A atuação judicial aqui trazida será discutida adiante. Antes, todavia, cumpre esclarecer algumas categorias teóricas trabalhadas por Bourdieu.

Para Pierre Bourdieu, o campo é um espaço social formado por princípios e regras próprias, podendo-se inferir a ideia de esferas autônomas da vida em sociedade, envolvendo relações sociais e sistemas hierárquicos de dominação. O campo jurídico, especificamente, “é o lugar de concorrência pelo monopólio do direito de dizer o Direito”. Nele nos deparamos com agentes competentes para interpretar normas de forma autorizada.

Fundamental, ainda, ressaltar a existência de um habitus, que para Bourdieu trata-se da imposição cultural retratada pelo conhecimento adquirido e incorporado a um indivíduo que, por sua vez, age e realiza suas escolhas com base neste conceito, ou seja, relaciona-se com o conhecimento assimilado ao longo de sua trajetória, agregado por fatores religiosos, sociais, políticos, etc.

Por sua vez, o poder simbólico é o poder de transformação por meio de palavras. Trata-se do acúmulo de recursos trazidos para o indivíduo, que se expressa pela luta concorrencial e a simples condição de gênero para representar ser um possuidor de poder. No exercício do poder simbólico, o Poder Judiciário resolve os conflitos surgidos entre pessoas e entre coisas declarando o que elas são. Assim, o detentor de poder simbólico que o exerce com arbitrariedade, sem assumi-la, pratica a violência simbólica.

A leitura do inteiro teor desse importante julgamento permite sugerir a influência das categorias teóricas trabalhadas por Bourdieu na absolvição do acusado. A juíza, ao julgar improcedente a ação, afirmou que o requerido não causou ofensa à coletividade das mulheres, tendo, na sua argumentação menosprezado a luta feminista, especialmente quando elucidou que “movimento feminista apenas colaborou para a degradação moral que vivemos”.

Ao exercer o poder simbólico, os atores que concorrem pelo direito de dizer o Direito, às vezes, ocultam as verdadeiras razões para terem formulado a visão de mundo que desejam consagrar.

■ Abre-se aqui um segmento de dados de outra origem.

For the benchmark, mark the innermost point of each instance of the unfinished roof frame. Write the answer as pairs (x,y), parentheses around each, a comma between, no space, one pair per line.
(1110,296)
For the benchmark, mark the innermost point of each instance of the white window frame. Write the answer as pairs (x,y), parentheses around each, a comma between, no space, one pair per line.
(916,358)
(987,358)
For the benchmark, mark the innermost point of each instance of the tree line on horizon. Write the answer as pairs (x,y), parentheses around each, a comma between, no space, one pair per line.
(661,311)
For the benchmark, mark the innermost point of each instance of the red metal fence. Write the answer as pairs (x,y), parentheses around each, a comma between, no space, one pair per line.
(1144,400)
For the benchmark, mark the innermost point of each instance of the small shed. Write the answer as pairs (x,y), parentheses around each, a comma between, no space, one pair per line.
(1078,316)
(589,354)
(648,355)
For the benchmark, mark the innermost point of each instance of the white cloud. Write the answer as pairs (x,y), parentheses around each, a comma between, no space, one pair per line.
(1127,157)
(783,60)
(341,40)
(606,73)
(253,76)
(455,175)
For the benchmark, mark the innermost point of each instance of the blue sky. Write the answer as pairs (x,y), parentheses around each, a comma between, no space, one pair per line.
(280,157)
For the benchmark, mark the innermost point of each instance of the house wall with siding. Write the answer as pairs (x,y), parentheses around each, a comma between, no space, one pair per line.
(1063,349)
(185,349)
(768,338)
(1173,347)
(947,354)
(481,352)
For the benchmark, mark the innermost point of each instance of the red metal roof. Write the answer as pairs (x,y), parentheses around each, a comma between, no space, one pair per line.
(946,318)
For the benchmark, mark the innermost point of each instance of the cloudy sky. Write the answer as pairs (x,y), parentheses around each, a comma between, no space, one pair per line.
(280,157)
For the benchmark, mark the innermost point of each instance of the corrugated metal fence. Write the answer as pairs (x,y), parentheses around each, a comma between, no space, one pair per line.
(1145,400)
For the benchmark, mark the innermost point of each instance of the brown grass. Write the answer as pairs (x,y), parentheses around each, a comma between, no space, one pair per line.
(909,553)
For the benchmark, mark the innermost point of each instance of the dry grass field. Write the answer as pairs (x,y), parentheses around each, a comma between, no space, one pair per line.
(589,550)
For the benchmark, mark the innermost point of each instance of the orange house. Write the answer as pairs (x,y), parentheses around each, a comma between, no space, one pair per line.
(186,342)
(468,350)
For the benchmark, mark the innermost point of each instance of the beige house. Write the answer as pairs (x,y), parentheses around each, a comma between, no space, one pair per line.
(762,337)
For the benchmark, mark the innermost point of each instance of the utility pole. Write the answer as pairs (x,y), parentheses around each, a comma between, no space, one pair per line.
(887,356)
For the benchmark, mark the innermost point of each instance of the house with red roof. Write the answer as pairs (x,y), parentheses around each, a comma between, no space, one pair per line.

O juiz que, no dever de fundamentar suas decisões, constrói um discurso que dissimula sua motivação real e, mesmo assim, logra a legitimação necessária para que seus enunciados sejam reconhecidos como jurídicos e, portanto, obedecidos.

Sob essa perspectiva, ao considerar a fundamentação, ficou demonstrada inequivocamente a visão preconceituosa e conservadora da juíza aplicadora do Direito, restando claro e evidente que toda a argumentação foi pautada em uma visão pessoal, claramente antifeminista.

É inegável que as ações de um indivíduo vão ser de acordo com a influência vinda dos campos no qual ele está inserido e da classe social que ele se encontra, portanto, é perceptível que o direito se torna meio de propagação e continuação da violência simbólica teorizada por Bourdieu.